Conjoint analysis is a statistical technique used in market research to determine how people value different attributes or features that make up an individual product or service. The main idea is to understand the trade-offs people are willing to make between different features and to quantify the value they place on each of those features. This helps businesses to design products or services that closely match customer preferences.
Here’s a step-by-step explanation of how conjoint analysis works:
- Identification of Attributes and Levels: The first step is to identify the key attributes or features of a product or service. For instance, for a smartphone, attributes might include screen size, battery life, brand, camera quality, and price. Each of these attributes will have different levels. For example, screen size could have levels like 5 inches, 6 inches, and 6.5 inches.
- Creation of Profiles: Using the identified attributes and their levels, you can create a set of hypothetical products or profiles. Each profile represents a different combination of attribute levels.
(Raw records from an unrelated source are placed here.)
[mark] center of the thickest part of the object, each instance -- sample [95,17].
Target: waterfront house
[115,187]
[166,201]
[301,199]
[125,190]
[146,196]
- Survey Design: Respondents are then asked to evaluate or rank these profiles based on their preferences. The ranking can be direct (e.g., “rank these five profiles from 1 to 5”) or based on choice tasks (e.g., “choose the best option among these three profiles”).
- Data Collection: Respondents’ evaluations or rankings are collected through surveys.
- Analysis: The data is then analyzed to determine the utility or importance of each attribute level to the respondents. Utilities (also called part-worths) are numerical values that indicate the preference or value respondents place on each level of an attribute. The higher the utility, the more preferred that level is.
- Interpretation: By understanding the utilities, businesses can infer:
- Which attributes are the most important to customers?
- How much value customers place on each level of an attribute?
- What combinations of attributes are most preferred by customers?
- Applications: With this information, companies can make informed decisions about product design, pricing, positioning, or even promotional strategies. They can identify market segments, forecast market shares for new products, or optimize existing product features.
Example: Let’s say a company is planning to launch a new smartphone. Using conjoint analysis, they might discover that customers place the highest value on battery life and are willing to pay extra for a phone with a two-day battery life. At the same time, they might find out that most customers don’t place much value on having an ultra-high resolution camera.
In essence, conjoint analysis offers insights into customer preferences and the trade-offs they are willing to make, helping businesses tailor their offerings more effectively.